The musicians are all enormously experienced and influential heavyweights from the modern and progressive rock world, featuring Steve Morse (Deep Purple / Kansas / Dixie Dregs) on guitars, Neal Morse (Spock’s Beard / Transatlantic) on keyboards, Mike Portnoy (Dream Theater / Transatlantic / Adrenaline Mob / Winery Dogs) on drums, and Dave LaRue (Dixie Dregs / Satriani / Vai) on bass – with Casey McPherson (Alpha Rev) providing the songwriting and vocals.

The band toured the US and Europe in 2012 on the back of the initial release (“Flying Colors”), and recorded a live album and DVD at a show in Holland on that tour (“Live in Europe”).

Given the range of influences in the band, variety is assured, and while it may be brave opening a record with a 12 ½ minute epic, “Open Up Your Eyes” sets the scene for the rest of the 65 minutes of quality melodic prog rock.
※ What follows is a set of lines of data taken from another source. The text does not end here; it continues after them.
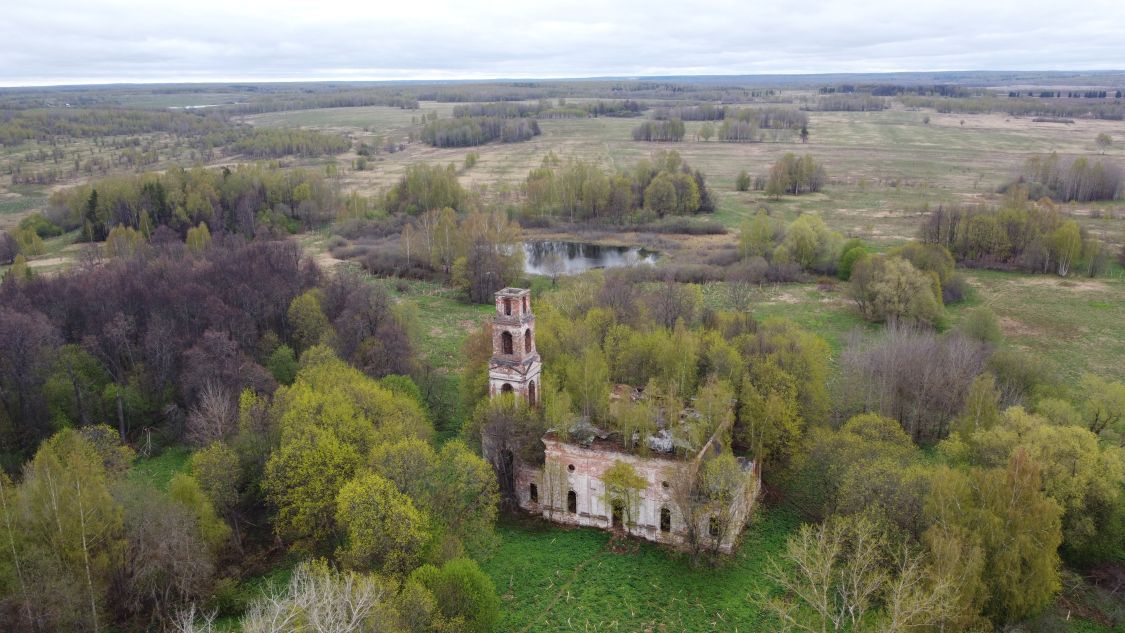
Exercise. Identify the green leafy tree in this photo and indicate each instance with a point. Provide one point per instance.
(218, 473)
(464, 593)
(982, 406)
(758, 235)
(303, 478)
(198, 238)
(282, 364)
(770, 421)
(384, 528)
(1017, 527)
(73, 533)
(185, 489)
(623, 486)
(743, 182)
(848, 575)
(660, 196)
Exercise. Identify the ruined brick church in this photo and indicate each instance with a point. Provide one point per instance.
(567, 487)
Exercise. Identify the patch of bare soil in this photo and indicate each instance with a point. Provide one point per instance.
(45, 262)
(1016, 327)
(1073, 285)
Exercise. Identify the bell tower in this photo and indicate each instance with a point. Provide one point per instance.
(514, 365)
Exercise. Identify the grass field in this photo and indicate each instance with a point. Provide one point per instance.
(883, 165)
(556, 580)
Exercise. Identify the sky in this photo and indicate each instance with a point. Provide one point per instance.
(64, 42)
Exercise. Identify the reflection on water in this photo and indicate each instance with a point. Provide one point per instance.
(572, 258)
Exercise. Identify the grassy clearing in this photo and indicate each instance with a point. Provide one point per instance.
(828, 313)
(160, 469)
(554, 579)
(1073, 324)
(441, 324)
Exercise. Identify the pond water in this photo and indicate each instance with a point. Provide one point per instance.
(573, 258)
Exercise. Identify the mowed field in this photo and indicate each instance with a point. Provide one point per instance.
(883, 166)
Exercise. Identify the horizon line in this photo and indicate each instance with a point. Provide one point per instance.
(423, 80)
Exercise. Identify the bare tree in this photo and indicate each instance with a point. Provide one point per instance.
(213, 417)
(911, 376)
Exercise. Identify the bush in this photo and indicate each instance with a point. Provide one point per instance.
(889, 288)
(464, 593)
(848, 259)
(981, 325)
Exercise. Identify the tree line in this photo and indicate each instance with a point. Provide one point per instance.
(849, 104)
(244, 200)
(583, 191)
(468, 132)
(659, 130)
(1017, 234)
(1023, 106)
(331, 461)
(1071, 180)
(51, 125)
(543, 108)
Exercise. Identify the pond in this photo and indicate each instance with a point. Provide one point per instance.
(572, 258)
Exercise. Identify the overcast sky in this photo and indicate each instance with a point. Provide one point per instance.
(53, 42)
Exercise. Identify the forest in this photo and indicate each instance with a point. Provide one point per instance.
(245, 336)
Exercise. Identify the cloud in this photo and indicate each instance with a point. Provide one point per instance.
(144, 41)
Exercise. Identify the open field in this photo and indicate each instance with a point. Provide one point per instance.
(882, 165)
(555, 580)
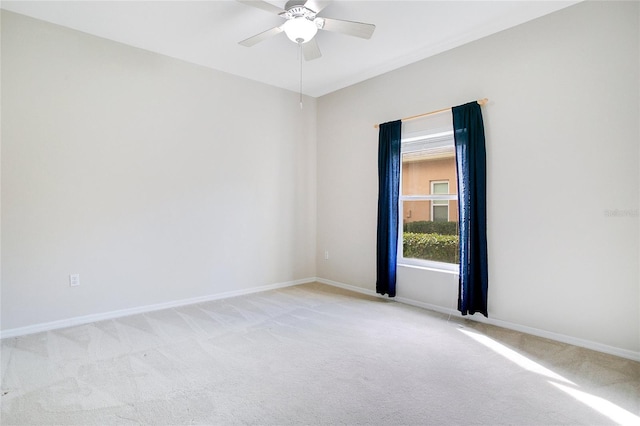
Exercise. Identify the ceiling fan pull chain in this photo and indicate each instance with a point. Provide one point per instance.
(300, 55)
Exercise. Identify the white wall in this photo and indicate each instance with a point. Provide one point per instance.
(154, 179)
(563, 148)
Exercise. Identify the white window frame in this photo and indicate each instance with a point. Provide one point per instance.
(410, 143)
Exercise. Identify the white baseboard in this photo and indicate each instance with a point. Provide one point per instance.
(54, 325)
(588, 344)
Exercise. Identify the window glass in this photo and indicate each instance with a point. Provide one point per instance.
(429, 201)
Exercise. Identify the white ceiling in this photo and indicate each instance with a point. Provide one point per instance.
(207, 33)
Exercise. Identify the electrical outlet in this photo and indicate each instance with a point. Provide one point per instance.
(74, 280)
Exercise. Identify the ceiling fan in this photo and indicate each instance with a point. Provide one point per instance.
(302, 24)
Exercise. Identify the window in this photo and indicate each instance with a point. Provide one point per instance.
(440, 208)
(428, 201)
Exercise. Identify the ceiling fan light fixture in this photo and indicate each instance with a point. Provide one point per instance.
(300, 29)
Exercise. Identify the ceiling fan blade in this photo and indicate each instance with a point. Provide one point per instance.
(262, 36)
(316, 5)
(310, 50)
(357, 29)
(268, 7)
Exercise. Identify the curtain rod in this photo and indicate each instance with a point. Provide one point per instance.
(426, 114)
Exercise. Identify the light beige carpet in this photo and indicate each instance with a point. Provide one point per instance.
(308, 354)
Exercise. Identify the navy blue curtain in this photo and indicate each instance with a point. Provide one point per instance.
(388, 192)
(472, 207)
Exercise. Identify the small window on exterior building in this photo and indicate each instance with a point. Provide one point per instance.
(440, 208)
(428, 201)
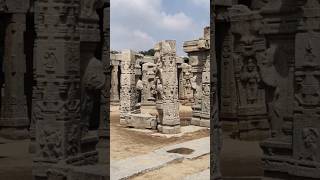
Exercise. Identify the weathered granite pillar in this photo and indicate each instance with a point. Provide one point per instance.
(199, 53)
(185, 87)
(14, 118)
(57, 108)
(148, 79)
(306, 125)
(104, 125)
(128, 85)
(115, 84)
(167, 86)
(249, 52)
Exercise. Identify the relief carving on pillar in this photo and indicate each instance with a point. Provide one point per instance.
(307, 97)
(3, 6)
(186, 90)
(249, 53)
(149, 82)
(167, 87)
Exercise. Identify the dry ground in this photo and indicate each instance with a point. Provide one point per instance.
(127, 143)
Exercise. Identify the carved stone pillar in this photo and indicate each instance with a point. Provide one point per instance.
(185, 87)
(57, 105)
(199, 53)
(128, 86)
(306, 126)
(167, 86)
(115, 85)
(13, 118)
(249, 52)
(148, 79)
(104, 125)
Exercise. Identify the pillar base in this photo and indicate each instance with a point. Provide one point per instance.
(14, 133)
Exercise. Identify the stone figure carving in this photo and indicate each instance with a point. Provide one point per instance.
(186, 78)
(88, 7)
(3, 6)
(92, 83)
(310, 139)
(250, 78)
(128, 90)
(197, 92)
(167, 85)
(149, 82)
(50, 144)
(249, 50)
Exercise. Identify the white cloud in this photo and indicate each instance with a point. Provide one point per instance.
(176, 22)
(202, 3)
(139, 24)
(123, 38)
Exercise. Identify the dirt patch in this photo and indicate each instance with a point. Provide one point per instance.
(181, 151)
(127, 143)
(177, 170)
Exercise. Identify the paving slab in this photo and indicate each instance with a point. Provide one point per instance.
(124, 169)
(199, 147)
(204, 175)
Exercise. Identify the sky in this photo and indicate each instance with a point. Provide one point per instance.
(140, 24)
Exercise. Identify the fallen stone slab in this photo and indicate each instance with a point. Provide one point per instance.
(124, 169)
(203, 175)
(127, 168)
(190, 149)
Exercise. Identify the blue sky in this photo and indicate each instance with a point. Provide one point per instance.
(139, 24)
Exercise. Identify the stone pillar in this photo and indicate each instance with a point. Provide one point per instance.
(148, 101)
(104, 125)
(148, 79)
(14, 119)
(249, 52)
(57, 108)
(185, 87)
(306, 126)
(199, 53)
(216, 136)
(167, 86)
(128, 89)
(115, 85)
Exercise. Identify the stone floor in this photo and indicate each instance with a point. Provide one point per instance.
(240, 159)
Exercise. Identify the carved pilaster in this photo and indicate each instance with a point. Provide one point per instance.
(115, 85)
(167, 87)
(306, 126)
(13, 117)
(249, 52)
(128, 86)
(56, 106)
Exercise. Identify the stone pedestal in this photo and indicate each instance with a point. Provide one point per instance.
(13, 117)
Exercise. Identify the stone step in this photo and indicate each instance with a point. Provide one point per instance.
(203, 175)
(126, 168)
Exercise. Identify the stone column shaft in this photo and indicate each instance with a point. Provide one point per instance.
(14, 116)
(115, 84)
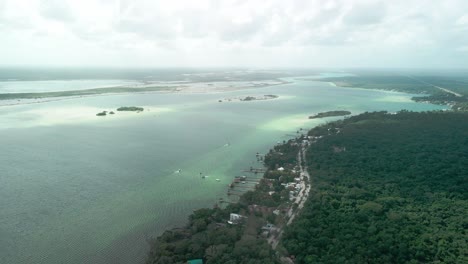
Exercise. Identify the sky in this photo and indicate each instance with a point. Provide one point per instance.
(235, 33)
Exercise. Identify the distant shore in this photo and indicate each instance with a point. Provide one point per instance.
(42, 97)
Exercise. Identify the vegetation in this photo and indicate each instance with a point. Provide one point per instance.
(87, 92)
(209, 237)
(330, 113)
(130, 108)
(440, 89)
(386, 189)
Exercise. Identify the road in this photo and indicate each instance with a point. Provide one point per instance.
(300, 199)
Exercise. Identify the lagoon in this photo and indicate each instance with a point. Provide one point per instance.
(77, 188)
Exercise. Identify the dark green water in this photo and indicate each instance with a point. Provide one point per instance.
(76, 188)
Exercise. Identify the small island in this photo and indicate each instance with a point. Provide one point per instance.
(130, 108)
(330, 113)
(251, 98)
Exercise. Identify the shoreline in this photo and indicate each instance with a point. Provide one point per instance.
(112, 91)
(250, 211)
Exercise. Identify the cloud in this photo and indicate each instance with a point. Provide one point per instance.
(366, 13)
(234, 32)
(56, 9)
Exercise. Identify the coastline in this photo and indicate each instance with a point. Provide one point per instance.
(271, 213)
(13, 99)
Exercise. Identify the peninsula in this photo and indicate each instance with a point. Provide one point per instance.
(330, 113)
(366, 201)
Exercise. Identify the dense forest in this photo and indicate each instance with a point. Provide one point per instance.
(209, 237)
(386, 189)
(421, 84)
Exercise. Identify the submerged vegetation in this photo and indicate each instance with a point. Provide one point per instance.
(442, 90)
(86, 92)
(386, 189)
(130, 108)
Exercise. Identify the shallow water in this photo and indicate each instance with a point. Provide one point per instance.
(77, 188)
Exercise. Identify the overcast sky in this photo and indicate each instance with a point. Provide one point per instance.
(276, 33)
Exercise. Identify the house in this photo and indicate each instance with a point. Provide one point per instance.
(195, 261)
(235, 218)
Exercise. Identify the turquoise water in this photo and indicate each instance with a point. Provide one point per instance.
(76, 188)
(16, 86)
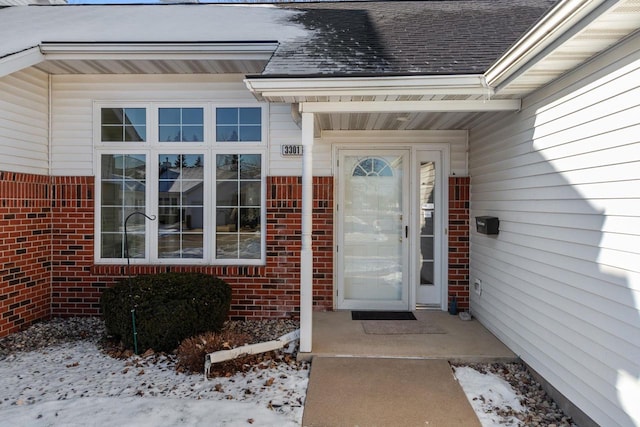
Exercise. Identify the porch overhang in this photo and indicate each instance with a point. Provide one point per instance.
(311, 89)
(63, 57)
(465, 106)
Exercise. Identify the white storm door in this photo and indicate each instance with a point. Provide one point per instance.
(429, 232)
(372, 226)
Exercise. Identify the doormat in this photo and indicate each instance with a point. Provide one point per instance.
(382, 315)
(386, 327)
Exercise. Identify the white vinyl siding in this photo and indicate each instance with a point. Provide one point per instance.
(24, 122)
(73, 99)
(561, 281)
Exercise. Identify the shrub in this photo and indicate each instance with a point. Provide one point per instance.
(169, 307)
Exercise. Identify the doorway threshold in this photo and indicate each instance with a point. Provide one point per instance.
(430, 307)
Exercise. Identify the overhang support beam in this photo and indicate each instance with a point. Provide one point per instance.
(306, 251)
(411, 106)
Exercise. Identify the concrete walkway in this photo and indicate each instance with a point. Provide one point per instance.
(375, 392)
(394, 377)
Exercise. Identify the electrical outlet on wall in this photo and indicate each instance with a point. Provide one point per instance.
(477, 286)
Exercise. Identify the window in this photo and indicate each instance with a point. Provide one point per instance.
(180, 206)
(181, 124)
(238, 190)
(207, 198)
(123, 191)
(123, 124)
(372, 166)
(239, 124)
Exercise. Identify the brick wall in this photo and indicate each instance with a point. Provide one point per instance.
(47, 253)
(459, 240)
(269, 291)
(47, 243)
(25, 250)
Shades of Colosseum II, the jazz rock fusion band that featured Gary Moore before he joined Thin Lizzy, and featuring all members of the band, this has flashes of early Rush as well before it breaks into a drum-driven rhythmic adventure that betrays the roots of this band.


“Mask Machine” provides a pounding riff and a powerful keyboard melody, with some trademark Portnoy drums, with the vocals bringing a Muse feel to the song, which continues through the guitar solo.

“Bombs Away” kicks off with an offbeat guitar riff reminiscent of the Scorpions “Is there Anybody There”, and mixes it with some stunning choral harmony vocals. The middle-eight is just outstanding before it breaks into a pure Kansas organ / guitar section prior to revisiting the original riff through to the close.

“The Fury of my Love” starts out as very mellow ballad, and remains predictable and melodic with some pleasing vocals and a beautiful solo from S Morse.

“A Place in Your World” could be an unreleased track from an early Kansas record, with the characteristic interplay of Hammond organ and lead guitar and the multi-layered vocals through the verses, and a dramatic chorus, driven by a rolling bass line that powers through the remainder of the track.

Shortest track on the album is “Lost Without You”, and features a strong vocal performance from McPherson, and proves hard to categorise as rock, country or pop.

“One Love Forever” starts out melodious over a rolling, vaguely oriental riff and some precise off-beat drumming, before dropping into a straight 4/4 time chorus. A tribal undercurrent of drums and percussion under the vocals before more great guitar / keys interplay, much like the Dixie Dregs and Kansas influences.

Haunting ethereal vocals lead into “Peaceful Harbor” which has a Celtic ballad feel to it, highlighted by a pure clean guitar solo that leads the build-up of the song before it reverts to the sparse vocals just before the massive extended climax of guitars, choirs, and wailing vocals that give a nod to Dark Side of the Moon.

Another 12 minute opus closes the record, in true Prog form, split into three ‘chapters’ and with the title “Cosmic Symphony”. This is another melodic and expressive creation, but fails to deliver any real punch or surprises throughout.

It is hard not to keep trying to find comparisons throughout the record, and this may be unfair to Flying Colors in that it ignores what they are trying to do as a band, rather than a side-project – but there is no shame in celebrating the musical influences from the various backgrounds of the players, and there is great skill displayed in blending these influences into songs, not just disjointed virtuoso pieces.

The musicianship is perfectly executed throughout the album – however the lyrics are generally bland, and while they avoid the pitfalls of some progressive bands, they add very little to the songs – the melody and expressiveness of the vocals, and the complex harmonies is what stands out. If there is one thing missing……it is the lack of the jaw-dropping drumming which I have always admired from Portnoy – but “Flying Colors” is a different beast.